Nie mają także racji apelujący, iż dokonywane przez nich wpłaty winny były zostać zaliczone w całości na spłatę kapitału, gdyż wobec zawieranych przez strony umowy kredytowej z 1 czerwca 1993r. ugód, bank nie był uprawniony do zaliczenia wpłat na odsetki.

Wskazać należy, że pozwani zawierali z poprzednikiem prawnym powoda kilka ugód, a to: w dniu 15 września 1994r. (k. 350 – 351), w dniu 4 września 1998r. (k. 348 – 349), w dniu 21 marca 2000r. (k. 345 – 346), w dniu 21 sierpnia 2003r. (k. 343 – 344), w dniu 20 września 2001r. (k. 340 – 342) oraz w dniu 2 kwietnia 2004r. (k. 337 – 339). Jednakże pierwsza z owych ugód zawarta w dniu 15 września 1994r. nie zawierała postanowień obligujących kredytodawcę do zaliczenia wpłat w pierwszej kolejności na poczet kapitału, lecz dopiero kolejne ugody takie ustalenia zawierały. Przedstawiona przez Bank (...) historia kredytowa pozwanych (k. 391) wskazuje zaś, że wpłaty na poczet odsetek były zaliczane do dnia 30 czerwca 1998r., natomiast wszystkie pozostałe wierzyciel zaliczał na poczet kapitału. Tym samym zawarte przez strony porozumienia co do spłaty długu nie były przez kredytodawcę naruszane, dokonywane wpłaty były więc prawidłowo zarachowywane.

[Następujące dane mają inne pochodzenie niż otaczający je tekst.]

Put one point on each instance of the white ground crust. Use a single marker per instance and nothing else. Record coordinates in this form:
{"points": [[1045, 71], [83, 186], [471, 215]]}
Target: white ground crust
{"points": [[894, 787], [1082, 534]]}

Przedstawione rozważania prowadzą do wniosku, że zarzuty skarżących były bezzasadne. Dodać przy tym należy, że skarżący nie sformułowali w apelacji zarzutu naruszenia przez Sąd Okręgowy przepisu art. 320 kpc poprzez brak rozłożenia zasądzonej należności na raty. Na rozprawie apelacyjnej taki wniosek został natomiast zgłoszony, „na wypadek niepodzielenia wniosków apelacji”. Tak skonstruowany wniosek w istocie nie poddaje się kontroli instancyjnej. Marginalnie zatem tylko zauważyć można, że powołany przepis art. 320 kpc reguluje tzw. moratorium sędziego i znajduje zastosowanie „w szczególnie uzasadnionych wypadkach”, którego Sąd Okręgowy się nie dopatrzył w tej sprawie. W sytuacji zaś, gdy uwzględni się, że będące przedmiotem sporu zobowiązanie pochodzi z 1993r., a pozwani wielokrotnie zawierali ugody, których warunków nie dotrzymywali, nadto nie zostało wykazane, aby brak spłaty był efektem jakiś szczególnych okoliczności to przyjąć należy, iż faktycznie nie zachodziły podstawy do rozłożenia zasądzonej należności na raty.

Z podanych przyczyn apelacja podlegała oddaleniu z mocy art. 385 kpc. O kosztach postępowania orzeczono zgodnie z jego wynikiem – art. 98 kpc w zw. z art. 99 kpc i art. 108 § 1 kpc.